We need people who think that if a team of 100 people works on a speculative concept, they “may achieve nothing within my lifetime, but they might change the world in the next.” This is the mindset of true progress. And to foster this, we need a society that values thinking for its own sake. “Perhaps we need a way to show that we know how to think. A way to show that we know how to think without being unfairly judged for thinking whatever it is that we think.” This means creating an environment where intellectual exploration is not just tolerated, but celebrated, regardless of immediate, measurable output.


The AI-Powered Liberation: A New Path to Human Flourishing

This vision, seemingly utopian, is closer than we think, and ironically, the very technology that some fear will displace us – Artificial Intelligence – could be the key to our liberation. There is a lot of fear of, “What do I do if AI takes all the jobs?” But we must stop.

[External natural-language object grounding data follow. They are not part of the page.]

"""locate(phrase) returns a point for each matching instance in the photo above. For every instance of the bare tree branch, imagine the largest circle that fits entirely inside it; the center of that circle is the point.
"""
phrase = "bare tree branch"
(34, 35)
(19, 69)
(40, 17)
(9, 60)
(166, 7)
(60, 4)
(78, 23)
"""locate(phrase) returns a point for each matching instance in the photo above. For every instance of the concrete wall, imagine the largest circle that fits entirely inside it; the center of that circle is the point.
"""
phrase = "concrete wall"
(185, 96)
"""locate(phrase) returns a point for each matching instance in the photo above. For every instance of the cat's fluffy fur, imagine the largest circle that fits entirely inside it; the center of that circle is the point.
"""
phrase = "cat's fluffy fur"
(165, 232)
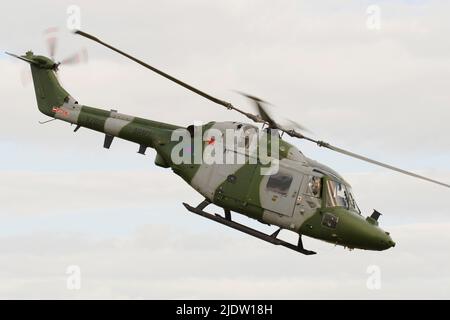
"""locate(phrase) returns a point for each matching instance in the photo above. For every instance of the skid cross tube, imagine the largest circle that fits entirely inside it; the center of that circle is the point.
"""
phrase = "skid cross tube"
(250, 231)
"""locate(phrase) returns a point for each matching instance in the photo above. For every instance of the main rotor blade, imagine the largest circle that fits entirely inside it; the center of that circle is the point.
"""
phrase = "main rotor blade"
(360, 157)
(226, 104)
(20, 57)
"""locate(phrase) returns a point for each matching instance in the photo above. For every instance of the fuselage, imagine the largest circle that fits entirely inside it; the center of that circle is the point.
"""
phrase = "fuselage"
(302, 195)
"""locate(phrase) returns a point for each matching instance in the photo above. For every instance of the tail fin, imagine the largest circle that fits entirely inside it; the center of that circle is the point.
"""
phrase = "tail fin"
(49, 92)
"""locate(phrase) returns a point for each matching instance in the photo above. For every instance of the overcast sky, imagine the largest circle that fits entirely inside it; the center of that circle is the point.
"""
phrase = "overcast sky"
(384, 93)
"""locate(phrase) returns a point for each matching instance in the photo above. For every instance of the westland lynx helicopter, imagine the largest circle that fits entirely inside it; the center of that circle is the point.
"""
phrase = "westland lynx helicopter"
(303, 195)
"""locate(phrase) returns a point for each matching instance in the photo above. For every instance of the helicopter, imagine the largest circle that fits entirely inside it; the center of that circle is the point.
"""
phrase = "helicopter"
(297, 194)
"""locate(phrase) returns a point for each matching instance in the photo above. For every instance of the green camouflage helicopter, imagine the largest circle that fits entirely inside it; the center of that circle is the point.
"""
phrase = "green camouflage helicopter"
(301, 195)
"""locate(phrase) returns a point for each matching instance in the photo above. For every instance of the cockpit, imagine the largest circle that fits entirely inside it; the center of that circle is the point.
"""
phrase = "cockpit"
(340, 195)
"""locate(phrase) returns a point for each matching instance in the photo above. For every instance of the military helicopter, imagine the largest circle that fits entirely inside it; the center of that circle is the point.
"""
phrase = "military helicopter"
(302, 195)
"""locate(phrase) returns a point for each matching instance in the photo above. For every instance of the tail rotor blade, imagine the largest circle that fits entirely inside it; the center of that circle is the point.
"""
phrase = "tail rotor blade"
(50, 33)
(76, 58)
(375, 162)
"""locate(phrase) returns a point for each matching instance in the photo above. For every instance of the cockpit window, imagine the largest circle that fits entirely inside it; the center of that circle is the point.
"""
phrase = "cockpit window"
(279, 183)
(315, 186)
(340, 195)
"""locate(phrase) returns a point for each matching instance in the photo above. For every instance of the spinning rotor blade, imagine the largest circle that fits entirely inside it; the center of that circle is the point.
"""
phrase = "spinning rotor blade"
(76, 58)
(226, 104)
(51, 41)
(293, 133)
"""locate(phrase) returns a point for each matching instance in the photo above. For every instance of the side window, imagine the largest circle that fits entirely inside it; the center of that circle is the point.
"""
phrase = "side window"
(341, 195)
(329, 220)
(314, 187)
(279, 183)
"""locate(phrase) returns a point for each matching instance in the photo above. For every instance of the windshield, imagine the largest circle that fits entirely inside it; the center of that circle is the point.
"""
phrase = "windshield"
(340, 195)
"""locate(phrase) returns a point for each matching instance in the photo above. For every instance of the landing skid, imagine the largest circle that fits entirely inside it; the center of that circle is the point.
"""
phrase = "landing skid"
(255, 233)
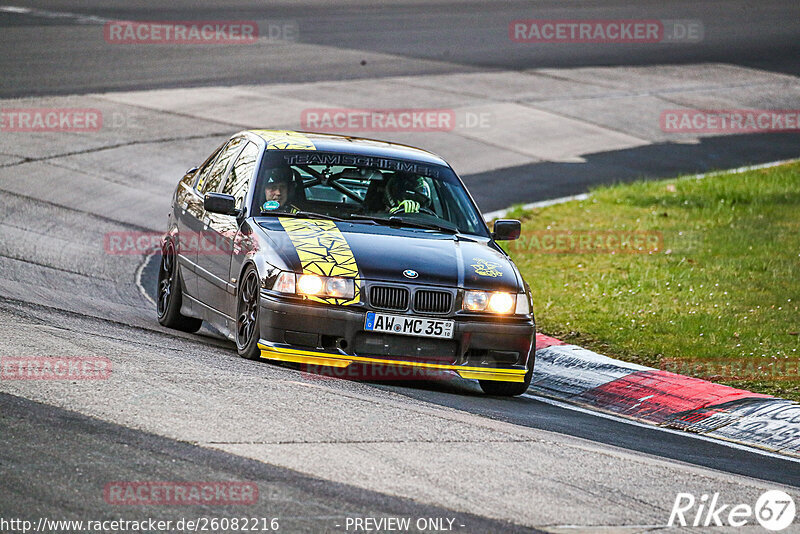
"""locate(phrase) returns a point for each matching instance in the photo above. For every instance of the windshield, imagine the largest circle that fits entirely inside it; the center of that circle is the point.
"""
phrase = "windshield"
(366, 188)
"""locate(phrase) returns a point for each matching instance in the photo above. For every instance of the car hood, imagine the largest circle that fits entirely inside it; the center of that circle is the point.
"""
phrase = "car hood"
(384, 253)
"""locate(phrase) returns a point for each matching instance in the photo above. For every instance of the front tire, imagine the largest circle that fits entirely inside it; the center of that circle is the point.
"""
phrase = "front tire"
(248, 330)
(170, 295)
(507, 389)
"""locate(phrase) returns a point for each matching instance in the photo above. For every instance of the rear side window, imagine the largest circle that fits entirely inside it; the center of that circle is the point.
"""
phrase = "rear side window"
(210, 182)
(240, 177)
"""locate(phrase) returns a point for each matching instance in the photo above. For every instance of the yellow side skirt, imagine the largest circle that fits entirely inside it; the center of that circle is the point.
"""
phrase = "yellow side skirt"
(325, 359)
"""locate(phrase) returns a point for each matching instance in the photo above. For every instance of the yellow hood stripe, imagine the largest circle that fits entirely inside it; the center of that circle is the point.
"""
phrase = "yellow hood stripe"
(342, 360)
(323, 250)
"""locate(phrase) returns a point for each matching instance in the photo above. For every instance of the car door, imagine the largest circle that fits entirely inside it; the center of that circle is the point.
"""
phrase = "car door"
(188, 213)
(223, 229)
(211, 282)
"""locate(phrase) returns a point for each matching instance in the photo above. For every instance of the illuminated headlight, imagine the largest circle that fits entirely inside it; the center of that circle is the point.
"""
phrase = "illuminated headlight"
(495, 301)
(310, 284)
(314, 285)
(285, 283)
(522, 305)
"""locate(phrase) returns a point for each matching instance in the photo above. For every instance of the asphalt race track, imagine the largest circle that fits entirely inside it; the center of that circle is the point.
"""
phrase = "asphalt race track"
(180, 407)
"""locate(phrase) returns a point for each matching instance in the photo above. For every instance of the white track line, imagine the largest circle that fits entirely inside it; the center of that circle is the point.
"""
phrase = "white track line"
(544, 203)
(684, 433)
(42, 13)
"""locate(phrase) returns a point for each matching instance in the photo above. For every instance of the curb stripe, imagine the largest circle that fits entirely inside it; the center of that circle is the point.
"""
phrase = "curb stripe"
(579, 376)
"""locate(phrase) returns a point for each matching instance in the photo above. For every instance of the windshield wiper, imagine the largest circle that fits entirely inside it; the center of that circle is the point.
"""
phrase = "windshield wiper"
(394, 220)
(302, 215)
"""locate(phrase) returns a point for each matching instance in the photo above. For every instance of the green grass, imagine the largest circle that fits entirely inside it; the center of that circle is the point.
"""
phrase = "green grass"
(724, 286)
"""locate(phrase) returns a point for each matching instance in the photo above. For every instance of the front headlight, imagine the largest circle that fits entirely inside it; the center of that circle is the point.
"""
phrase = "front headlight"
(491, 301)
(312, 285)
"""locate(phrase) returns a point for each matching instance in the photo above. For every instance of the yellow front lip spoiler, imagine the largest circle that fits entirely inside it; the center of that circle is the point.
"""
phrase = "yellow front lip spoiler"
(325, 359)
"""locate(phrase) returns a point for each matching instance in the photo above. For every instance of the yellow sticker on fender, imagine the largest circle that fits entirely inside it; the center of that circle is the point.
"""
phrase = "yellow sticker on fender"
(323, 251)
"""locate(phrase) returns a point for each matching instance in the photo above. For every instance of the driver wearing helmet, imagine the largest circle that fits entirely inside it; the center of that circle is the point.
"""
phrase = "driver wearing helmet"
(278, 186)
(407, 193)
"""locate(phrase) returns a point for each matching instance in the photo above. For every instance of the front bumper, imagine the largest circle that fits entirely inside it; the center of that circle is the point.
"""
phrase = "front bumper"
(334, 336)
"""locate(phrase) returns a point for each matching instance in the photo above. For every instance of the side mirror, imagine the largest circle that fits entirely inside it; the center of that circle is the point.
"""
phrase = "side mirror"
(506, 230)
(220, 203)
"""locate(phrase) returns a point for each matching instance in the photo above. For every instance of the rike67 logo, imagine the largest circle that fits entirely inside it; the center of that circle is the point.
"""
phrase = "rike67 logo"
(774, 510)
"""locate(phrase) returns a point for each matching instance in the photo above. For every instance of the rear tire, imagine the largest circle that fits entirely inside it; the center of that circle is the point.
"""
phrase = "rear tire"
(507, 389)
(170, 294)
(248, 299)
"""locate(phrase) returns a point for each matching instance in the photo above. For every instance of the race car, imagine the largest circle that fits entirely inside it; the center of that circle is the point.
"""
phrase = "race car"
(330, 250)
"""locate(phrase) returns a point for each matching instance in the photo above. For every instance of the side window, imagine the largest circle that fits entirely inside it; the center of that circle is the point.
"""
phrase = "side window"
(211, 182)
(202, 174)
(239, 179)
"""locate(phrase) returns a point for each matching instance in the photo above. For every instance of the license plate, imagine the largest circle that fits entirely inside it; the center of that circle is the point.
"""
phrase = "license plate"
(408, 325)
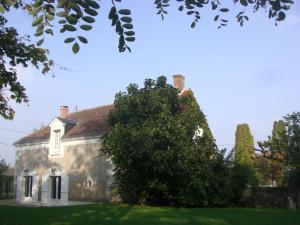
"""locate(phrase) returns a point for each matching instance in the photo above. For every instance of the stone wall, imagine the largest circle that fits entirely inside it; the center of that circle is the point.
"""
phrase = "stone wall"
(80, 161)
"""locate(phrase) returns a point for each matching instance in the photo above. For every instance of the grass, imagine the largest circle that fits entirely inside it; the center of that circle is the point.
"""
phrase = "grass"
(108, 214)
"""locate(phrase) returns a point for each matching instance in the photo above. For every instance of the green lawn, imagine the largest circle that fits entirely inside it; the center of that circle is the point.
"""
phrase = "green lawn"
(134, 215)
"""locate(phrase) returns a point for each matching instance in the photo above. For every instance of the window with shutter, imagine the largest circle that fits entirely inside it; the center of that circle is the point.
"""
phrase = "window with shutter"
(28, 186)
(55, 187)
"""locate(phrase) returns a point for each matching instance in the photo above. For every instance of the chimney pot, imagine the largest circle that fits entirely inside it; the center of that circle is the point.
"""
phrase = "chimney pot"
(178, 81)
(64, 111)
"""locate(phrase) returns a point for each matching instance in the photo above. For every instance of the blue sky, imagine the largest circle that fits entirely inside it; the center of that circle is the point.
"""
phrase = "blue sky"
(239, 75)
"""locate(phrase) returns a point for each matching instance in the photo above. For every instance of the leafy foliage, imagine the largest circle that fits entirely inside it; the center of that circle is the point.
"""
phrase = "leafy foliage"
(15, 50)
(3, 166)
(157, 159)
(283, 149)
(245, 152)
(270, 164)
(78, 16)
(244, 145)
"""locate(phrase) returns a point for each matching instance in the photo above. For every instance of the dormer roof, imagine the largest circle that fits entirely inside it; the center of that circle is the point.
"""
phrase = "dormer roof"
(86, 123)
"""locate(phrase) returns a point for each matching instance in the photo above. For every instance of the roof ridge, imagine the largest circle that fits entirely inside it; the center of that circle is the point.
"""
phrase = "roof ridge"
(79, 111)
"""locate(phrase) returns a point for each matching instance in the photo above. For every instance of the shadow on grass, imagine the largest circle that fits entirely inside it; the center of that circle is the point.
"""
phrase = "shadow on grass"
(141, 215)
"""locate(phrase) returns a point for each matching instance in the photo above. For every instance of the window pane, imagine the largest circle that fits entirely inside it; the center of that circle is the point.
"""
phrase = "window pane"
(26, 186)
(53, 187)
(57, 139)
(30, 185)
(59, 187)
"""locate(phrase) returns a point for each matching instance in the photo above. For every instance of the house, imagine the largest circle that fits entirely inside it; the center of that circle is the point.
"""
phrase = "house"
(61, 162)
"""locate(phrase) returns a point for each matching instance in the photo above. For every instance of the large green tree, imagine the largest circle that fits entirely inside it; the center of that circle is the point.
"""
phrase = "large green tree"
(3, 166)
(244, 145)
(158, 159)
(76, 17)
(16, 50)
(281, 152)
(270, 163)
(244, 153)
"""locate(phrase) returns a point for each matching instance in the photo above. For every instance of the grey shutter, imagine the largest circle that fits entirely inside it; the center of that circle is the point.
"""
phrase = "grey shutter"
(19, 189)
(64, 198)
(45, 184)
(35, 188)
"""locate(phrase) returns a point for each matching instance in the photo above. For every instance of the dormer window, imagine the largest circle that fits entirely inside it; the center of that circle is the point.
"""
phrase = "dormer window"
(57, 139)
(59, 127)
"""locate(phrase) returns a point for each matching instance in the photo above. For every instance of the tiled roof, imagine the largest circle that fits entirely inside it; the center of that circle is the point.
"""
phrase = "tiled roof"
(90, 122)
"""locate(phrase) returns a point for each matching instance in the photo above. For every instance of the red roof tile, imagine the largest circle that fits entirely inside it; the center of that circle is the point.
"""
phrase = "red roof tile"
(90, 122)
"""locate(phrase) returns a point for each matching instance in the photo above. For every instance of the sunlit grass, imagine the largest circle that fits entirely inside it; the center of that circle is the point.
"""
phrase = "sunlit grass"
(102, 214)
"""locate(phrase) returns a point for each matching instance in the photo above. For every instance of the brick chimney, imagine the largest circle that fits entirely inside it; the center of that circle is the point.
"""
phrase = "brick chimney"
(178, 81)
(63, 111)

Reconsider.

What if AI takes all the jobs and leaves you time to think? What if AI takes all the jobs and leaves you time to play with and teach your grandchildren? What if AI takes all the jobs and leaves you time to explore? What if AI takes all the jobs and gives you a chance to chase a fantasy? What if AI takes all the jobs, and you’re finally able to sit with a therapist to reduce your mental strain? What if AI takes all the jobs, and you don’t have that heart attack that’s coming up in two months?

Granted, AI isn’t going to take every job (yet). But as it learns to do things – things that are rote, ordinary, repetitive, the very tasks that have for the past 100 years locked people in boxes for most of the day, taking away any joy or hope they might have in exchange for a meager check over two weeks – the people who used to do those mind-numbing things should be free to un-numb their minds, to learn once again to think of “impossible” things like they did when they were four years old.

This profound liberation requires a fundamental shift in our societal contract. We absolutely have to move away from a capitalistic mindset of hoarding wealth to maintaining fiscal health for all. A universal payment system, like Universal Basic Income (UBI), could provide the foundation for this. It would offer the security necessary for mental and physical well-being, allowing minds to be more open to the possibilities we never had time to consider before. I can almost guarantee you that within a decade, we would see significant rises in the number of new ideas coming from people who never knew they had an idea.


Cultivating the Future – A Call for Visionary Investment and a New Social Contract

The current short-term, achievement-focused paradigm is stifling humanity’s greatest potential, leaving countless world-changing thoughts uncultivated. We must shift our collective mindset from immediate gratification to long-term vision, from seeing only what’s tangible to valuing the nascent ideas in a mind.

This transformation requires a new social contract, where AI serves as a tool for human liberation, and a universal payment system provides the foundation for a society that rewards thought, exploration, and flourishing. We can change this. We have to change this. True progress is not a sprint to the next quarterly report; it is the planting of a tree under whose shade we may never rest, but whose fruits will nourish generations to come, illuminated by the quiet, sustained brilliance of those who are simply given the space to think.